Wes Allen, Alabama Secretary of State, et al. v. Marcus Caster, et al.
Alabama's 2021 congressional districting plan was preliminarily enjoined under §2 of the Voting Rights Act because it splintered one community of interest, the Black Belt, while keeping together another, the Gulf Coast. In 2023, Alabama passed a new plan uniting the Black Belt counties into as few districts as possible. Even so, the district court permanently enjoined the 2023 plan because it did not racially divide the Gulf to place more black voters from "Black Belt counties in a majority-Black district." App.345. The court further held that the State's refusal to intentionally create a second majority-minority district constituted intentional racial discrimination. The court dismissed the notion that the State was trying to avoid gerrymandering claims, though such claims were pending and others threatened; drew racial inferences from race-neutral legislative findings; held that the preliminary ruling on the 2021 Plan eliminated Alabama's politics defense for the 2023 Plan; and treated efforts to persuade the court that the 2023 Plan was not racially dilutive as evidence of dilutive intent. The questions presented are:
1. Does §2 require Alabama to segregate a conceded community of interest to combine black voters from that community with black voters elsewhere to form a majority-black district?
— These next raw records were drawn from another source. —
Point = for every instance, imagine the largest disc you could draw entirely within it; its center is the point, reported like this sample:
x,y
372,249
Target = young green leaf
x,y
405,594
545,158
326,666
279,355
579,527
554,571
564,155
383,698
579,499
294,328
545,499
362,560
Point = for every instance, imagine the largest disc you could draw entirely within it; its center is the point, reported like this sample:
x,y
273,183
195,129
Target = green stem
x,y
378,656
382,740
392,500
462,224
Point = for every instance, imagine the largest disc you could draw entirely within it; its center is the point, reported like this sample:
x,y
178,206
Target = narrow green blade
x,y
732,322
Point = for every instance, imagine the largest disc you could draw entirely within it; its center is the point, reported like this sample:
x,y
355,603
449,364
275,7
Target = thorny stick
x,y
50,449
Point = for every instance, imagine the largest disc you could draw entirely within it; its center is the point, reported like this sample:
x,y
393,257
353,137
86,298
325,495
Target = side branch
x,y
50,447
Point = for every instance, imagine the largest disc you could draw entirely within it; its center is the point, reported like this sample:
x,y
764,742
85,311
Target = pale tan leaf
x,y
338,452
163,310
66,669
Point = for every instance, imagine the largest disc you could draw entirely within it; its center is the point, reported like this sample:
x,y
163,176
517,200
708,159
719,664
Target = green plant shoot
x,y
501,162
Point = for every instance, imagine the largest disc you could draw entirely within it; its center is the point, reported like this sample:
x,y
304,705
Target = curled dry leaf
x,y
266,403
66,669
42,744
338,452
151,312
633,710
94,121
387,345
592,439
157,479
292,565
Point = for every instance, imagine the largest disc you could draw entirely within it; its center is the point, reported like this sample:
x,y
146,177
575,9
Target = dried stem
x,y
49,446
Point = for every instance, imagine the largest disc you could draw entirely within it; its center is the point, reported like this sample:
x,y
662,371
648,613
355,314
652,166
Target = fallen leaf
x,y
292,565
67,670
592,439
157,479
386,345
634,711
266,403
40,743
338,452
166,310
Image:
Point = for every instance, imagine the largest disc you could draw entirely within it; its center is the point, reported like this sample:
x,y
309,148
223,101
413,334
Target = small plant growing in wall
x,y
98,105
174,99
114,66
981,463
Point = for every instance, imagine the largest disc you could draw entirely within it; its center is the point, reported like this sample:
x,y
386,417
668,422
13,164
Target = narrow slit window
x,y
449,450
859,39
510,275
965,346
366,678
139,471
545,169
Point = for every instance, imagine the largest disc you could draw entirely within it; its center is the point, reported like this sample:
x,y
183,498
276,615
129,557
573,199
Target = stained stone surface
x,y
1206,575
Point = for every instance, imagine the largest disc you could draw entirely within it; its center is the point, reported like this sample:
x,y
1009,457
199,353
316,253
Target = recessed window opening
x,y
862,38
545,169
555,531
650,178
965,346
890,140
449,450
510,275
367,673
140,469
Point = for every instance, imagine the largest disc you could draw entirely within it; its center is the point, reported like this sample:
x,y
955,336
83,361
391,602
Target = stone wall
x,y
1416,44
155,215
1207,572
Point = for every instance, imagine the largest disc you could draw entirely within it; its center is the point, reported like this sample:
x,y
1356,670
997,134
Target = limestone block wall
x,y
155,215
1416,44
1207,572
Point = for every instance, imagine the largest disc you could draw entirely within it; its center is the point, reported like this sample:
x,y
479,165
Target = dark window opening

2. Whether §2 can require Alabama to intentionally create a second majority-minority district without violating the Fourteenth or Fifteenth Amendments to the U.S. Constitution?
3. Does §2 create a privately enforceable right?
4. Did Alabama violate the Fourteenth Amendment by declining to draw a race-based plan?
Does §2 of the Voting Rights Act require Alabama to create a second majority-minority district despite potential constitutional concerns?